Marcia Boyle, the president of IDF, founded the organization 30 years ago to promote better treatment for the disease as well create a network of patients living with the disorder.
Towma appreciates helping others through their trials with the disease, as she found that learning about the IDF was “life-changing” for her. As part of her outreach for this organization, she attends national conferences that it hosts, and said that it was beneficial for her kids to be able to interact with other kids with the same disease through the network that the IDF provides.

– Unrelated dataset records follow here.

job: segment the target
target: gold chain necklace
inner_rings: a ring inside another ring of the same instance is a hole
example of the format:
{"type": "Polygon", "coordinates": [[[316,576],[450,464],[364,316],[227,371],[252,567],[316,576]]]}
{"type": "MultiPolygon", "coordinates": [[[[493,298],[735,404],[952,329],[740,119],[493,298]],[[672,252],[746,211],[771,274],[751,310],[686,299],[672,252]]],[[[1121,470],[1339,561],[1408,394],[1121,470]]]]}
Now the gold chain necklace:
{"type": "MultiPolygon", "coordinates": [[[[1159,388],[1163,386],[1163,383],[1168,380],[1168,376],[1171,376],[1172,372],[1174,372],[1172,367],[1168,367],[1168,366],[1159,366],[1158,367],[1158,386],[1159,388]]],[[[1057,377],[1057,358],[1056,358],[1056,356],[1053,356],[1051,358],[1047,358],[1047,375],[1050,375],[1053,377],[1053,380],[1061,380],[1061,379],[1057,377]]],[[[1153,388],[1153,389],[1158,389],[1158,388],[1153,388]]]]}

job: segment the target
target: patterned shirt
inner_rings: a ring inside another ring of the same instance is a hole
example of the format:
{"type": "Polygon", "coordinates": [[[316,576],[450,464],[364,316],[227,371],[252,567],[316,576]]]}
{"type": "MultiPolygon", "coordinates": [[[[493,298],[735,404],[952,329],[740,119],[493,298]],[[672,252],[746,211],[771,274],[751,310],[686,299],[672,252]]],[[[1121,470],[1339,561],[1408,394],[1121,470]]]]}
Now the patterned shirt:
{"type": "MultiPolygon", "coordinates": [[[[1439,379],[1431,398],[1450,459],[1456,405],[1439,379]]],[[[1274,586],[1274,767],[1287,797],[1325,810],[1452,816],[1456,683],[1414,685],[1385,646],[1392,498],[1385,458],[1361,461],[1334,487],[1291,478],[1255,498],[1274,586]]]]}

Furthermore, Towma believes that it is important to educate patients about the disease by being “open and honest” but not by making them scared, as it is life-threatening. Recently Alec and Alissa attended Newman's Own Foundation's Hole in the Wall Gang Camp in Connecticut, which Alec first attended at age 9, which teaches youth ownership of the disease and important tools such as setting up transfusions. Alec would like to return next year as a counselor.
The family, which consists of Alec, Allissa and their parents Towma and Jason, maintains a positive attitude by helping others and remembering that the disease does not have to be “as bad as you think it is,” as Rastad phrased it. For example, she added, “[one can be] hooked up to a video game during the transfusion.” The family members are supportive of one another.
In addition, the Rastad family spends time working to promote research, awareness and availability of treatment for the disease. In April 2011, Towma and Alec traveled to Washington, D.C., with the IDF, to lobby the Senate and the House for a bill to ensure that all patients have access to treatment, supplies and care.
To donate blood to help Alec and Allissa directly, the drive will be held at the Westborough Senior Center, located at 4 Rogers Road in Westborough. Appointments are preferred, but walk-in donors are welcome. Donors will receive a Red Sox T-shirt as well as a Friendly's ice cream coupon. Make your appointment by calling 1-800-REDCROSS or visit redcrossblood.org.